As letras directas, entre inseguranças e alguma auto-confiança, navegam por este equilíbrio bem millennial, com refrões orelhudos e citações directas para o livro de bolso da crise trintona. Sente-se a frustração na voz de Pedro em “Ela Não Vem” por ter confiado em quem não devia, voltando a padrões já conhecidos em gestos fúteis e frustrantes — “Mudar terra mudada / Molhar terra molhada / Cavar terra acabada” é uma letra realmente fantástica não só na componente visual que suscita, mas também na métrica que torna os versos altamente viciantes.

O refrão da balada acústica “Rés do Chão” parece ser dedicado a quem se vê preso numa situação em que não quer estar e acredita que os seus sonhos serão suficientes para a contornar, e os versos “Não é justo / Que eu queira tanto / E a vida insista em não me dar” são uma dolorosa epifania. Os andares de um prédio são metáfora para este narrador que se vê na mó de baixo, mas quer “viver no topo, no último andar / Com um terraço onde me possa agigantar”. Torcemos por ele, especialmente por sabermos que deu tudo no take derradeiro — “Imagina que morremos depois deste take”, diz Pedro numa troca jocosa com Tomás Branco, que dedilha emotivamente a guitarra acústica .

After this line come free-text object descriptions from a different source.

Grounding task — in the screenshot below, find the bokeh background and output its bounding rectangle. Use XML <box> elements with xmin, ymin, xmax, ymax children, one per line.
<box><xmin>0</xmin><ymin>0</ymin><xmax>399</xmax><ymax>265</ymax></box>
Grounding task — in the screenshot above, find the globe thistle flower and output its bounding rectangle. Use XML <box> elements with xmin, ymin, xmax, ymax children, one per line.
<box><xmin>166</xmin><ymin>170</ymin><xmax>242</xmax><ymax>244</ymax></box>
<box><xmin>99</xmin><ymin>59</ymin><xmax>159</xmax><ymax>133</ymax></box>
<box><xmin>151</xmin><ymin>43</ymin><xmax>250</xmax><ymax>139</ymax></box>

Não é difícil acreditar que o narrador sairá por cima, com a ajuda do amor que professa em “Passos Lentos”. Por mais farto de si mesmo que possa estar, por mais cactos que dê em vez de amores-perfeitos (quando ouço esta letra, só me lembro de The Good Place), por mais lentamente que os passos na direcção correcta sejam dados, há que se focar nas resoluções determinadas de quem vai deixar de lutar contra si mesmo, uma pessoa confiante o suficiente para bradar a mais gloriosa frase do disco: “Fodam-se todos aqueles que me quiserem mal”. Não ligues aos haters, Pedro.

Trazendo o fascínio de artistas portugueses com dias claros de 2019 para 2020, o álbum fecha com nem mais nem menos que “Dias Claros”. É um final agridoce, com laivos de esperança para o futuro misturada com uma resignação a par com o tom mais taciturno da melodia. O verdadeiro triunfo é a declamação em tom de confessionário, que Pedro usa para transformar os dias menos claros em combustível para prosseguir com a vida (“Mas na maioria dos dias quando me levanto fico sentado à beira da cama com os cotovelos apoiados nos joelhos e as mãos a segurar a cabeça / São esses os dias que me fazem crescer”). Para alguém que também veio para Lisboa em busca dos seus sonhos, esta história é particularmente tocante, pois realmente nem sempre vemos as coisas tão claras como quando sonhávamos com este futuro. Mas vale a pena não esquecer o objectivo em “insistir no caminho que escolhi / À procura de saber quem sou”.

Mesmo nas canções mais inconsequentes, como o surf rock gingão de “Óculos de Sol” ou os ecos de dream pop à Beach Fossils de “Meia Hora”, há uma nostalgia e doçura enternecedoras. Mesmo quando o refrão de “Dente de Leão” ameaça ser uma repetição de “Salvadora”, a garra com que Pedro o canta é cativante. Sente-se o trabalho que este Depois Logo Se Vê requereu e, na sua grande maioria, soa realmente a uma volta de vitória para Pedro de Tróia.